Im Moment ist das Wetter hier so verrückt, dass man es kaum aushält. Wir haben so eine hohe Luftfeuchtigkeit, dass ich in meinem kleinen Apartment ohne Klimaanlage praktisch dahinschmelze. Es wird Zeit, dass ich in die Eisfabrik, die mir in den Kommentaren zum letzten Eintrag so angepriesen wurde, umziehe. Aber bis es soweit ist, habe ich ein paar andere Hang Outs in MadTown ausgetestet und für meine LeserInnen ausgewertet:
Unibibliothek
Mein Computer und ich allein an einem kleinen Tisch umgeben von tausenden von Büchern, die noch älter riechen als sie eigentlich sind. Beim Anblick der ganzen Bücher und Artikel, die ich eigentlich alle für meine Dissertation hätte lesen sollen, bricht mir der kalte Angstschweiß aus, sodass die gut klimatisierten Räume auch nicht viel helfen.
Chancen hier das nächste Kapitel meiner Dissertation zu beenden:
Ziemlich gut.
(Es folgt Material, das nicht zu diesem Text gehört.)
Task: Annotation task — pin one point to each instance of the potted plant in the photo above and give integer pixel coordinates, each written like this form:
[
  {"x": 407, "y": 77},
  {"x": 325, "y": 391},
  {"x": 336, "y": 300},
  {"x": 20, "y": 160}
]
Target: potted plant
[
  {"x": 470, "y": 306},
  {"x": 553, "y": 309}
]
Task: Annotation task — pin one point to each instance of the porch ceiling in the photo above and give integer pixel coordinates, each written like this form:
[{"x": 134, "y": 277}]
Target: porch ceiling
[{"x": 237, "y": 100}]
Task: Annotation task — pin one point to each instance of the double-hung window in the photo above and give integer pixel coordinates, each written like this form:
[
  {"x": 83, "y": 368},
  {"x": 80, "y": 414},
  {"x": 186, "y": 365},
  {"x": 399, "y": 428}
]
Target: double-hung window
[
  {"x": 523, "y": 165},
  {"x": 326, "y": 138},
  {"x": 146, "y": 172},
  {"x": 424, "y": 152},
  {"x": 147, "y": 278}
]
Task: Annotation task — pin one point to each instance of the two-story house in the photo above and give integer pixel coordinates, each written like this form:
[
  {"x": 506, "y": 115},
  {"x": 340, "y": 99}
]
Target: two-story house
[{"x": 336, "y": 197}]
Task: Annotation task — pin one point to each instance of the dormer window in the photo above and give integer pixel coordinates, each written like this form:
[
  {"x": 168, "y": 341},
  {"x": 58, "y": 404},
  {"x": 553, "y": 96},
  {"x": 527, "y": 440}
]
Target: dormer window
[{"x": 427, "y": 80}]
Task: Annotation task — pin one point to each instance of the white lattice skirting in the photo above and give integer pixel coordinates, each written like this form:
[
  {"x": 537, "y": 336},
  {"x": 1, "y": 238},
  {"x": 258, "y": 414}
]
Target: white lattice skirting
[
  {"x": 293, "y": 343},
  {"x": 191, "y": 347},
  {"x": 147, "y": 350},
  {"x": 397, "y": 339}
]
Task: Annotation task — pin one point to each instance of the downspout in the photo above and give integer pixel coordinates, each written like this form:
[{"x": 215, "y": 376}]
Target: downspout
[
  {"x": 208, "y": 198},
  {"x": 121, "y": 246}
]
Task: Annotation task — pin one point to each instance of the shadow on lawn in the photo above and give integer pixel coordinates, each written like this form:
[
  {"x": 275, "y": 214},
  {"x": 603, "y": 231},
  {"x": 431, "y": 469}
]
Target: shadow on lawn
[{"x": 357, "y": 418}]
Chancen dabei den Sommer zu genießen: Null.
Cafeteria des Universitätskrankenhauses
Sehr gut klimatisiert, ausgezeichnete Möglichkeit einen gut aussehenden, reichen, amerikanischen Neurochirurgen kennen zu lernen, innerhalb der nächsten 6 Monate einen $30.000 teuren Verlobungsring am Finger zu tragen, Green Card zu bekommen... oder zumindest davon zu phantasieren. Das Tagträumen wird durch die Lage der Cafeteria im Keller des Krankenhauses (kein Sonnenlicht) stark begünstigt.
Chancen hier das nächste Kapitel der Dissertation zu beenden:
Welche Dissertation? Ich habe doch gerade eben den Neurochirurgen erwähnt. Passt denn hier niemand auf, wenn ich was schreibe!
Picnic Point
Romantisch lauschiges Plätzchen am See mit vielen Bänken und sogar einem kleinen Stückchen Sandstrand. Guter Ort um sich zu bräunen und faul in der Sonne zu schmoren. Leider auch nicht klimatisiert und daher besteht große Gefahr, sich zu überhitzen, besonders wenn gut durchtrainierte junge Männer im Collegealter mit freiem Oberkörper an einem vorbeijoggen.
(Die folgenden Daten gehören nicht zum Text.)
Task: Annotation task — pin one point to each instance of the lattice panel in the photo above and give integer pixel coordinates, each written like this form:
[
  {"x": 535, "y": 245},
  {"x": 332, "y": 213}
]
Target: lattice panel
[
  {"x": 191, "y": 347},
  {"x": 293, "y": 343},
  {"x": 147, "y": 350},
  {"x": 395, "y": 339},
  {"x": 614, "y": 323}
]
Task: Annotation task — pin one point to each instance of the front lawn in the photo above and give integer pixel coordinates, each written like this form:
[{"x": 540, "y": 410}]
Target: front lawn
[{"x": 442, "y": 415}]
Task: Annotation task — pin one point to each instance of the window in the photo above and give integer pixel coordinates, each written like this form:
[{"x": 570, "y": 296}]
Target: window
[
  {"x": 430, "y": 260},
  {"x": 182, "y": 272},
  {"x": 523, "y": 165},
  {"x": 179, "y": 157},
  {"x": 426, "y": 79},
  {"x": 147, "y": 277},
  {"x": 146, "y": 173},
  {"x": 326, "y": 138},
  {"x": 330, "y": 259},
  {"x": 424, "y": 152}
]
Chancen dabei das nächste Kapitel der Dissertation fertig zu schreiben:
Gegen Null tendierend.
Das kleine Café um die Ecke
Gut klimatisiert, kostenloser wirefree internet access, leckeres Essen und guter Kaffee, aber leider zu oft überfüllt. Außerdem ein wenig kostspielig: 25 Mal Lunch und ich könnte mir auch gleich eine Klimaanlage kaufen.
Chancen hier das nächste Kapitel meiner Dissertation zu beenden:
Relativ gut, der Kaffee gibt neue Energie, trotzdem große Ablenkungsgefahr aufgrund von Hormonschub ausgelöst durch süßes Baby am Nebentisch.
So, ich versuche jetzt noch mal ein wenig an meiner Dissertation zu schreiben – und zwar in meinem Apartment, denn hier hat sich gerade die Luftfeuchtigkeit maximiert, sprich: es hat angefangen zu regnen. Zum Glück hat es sich auch etwas abgekühlt. Wenn es wieder wärmer wird, wisst ihr ja jetzt, wo ihr mich finden könnt.
P.S.: Da der Sommer noch lange nicht vorbei ist, nehme ich auch gerne weitere Tipps für coole und kühle Hang Outs als Kommentar entgegen.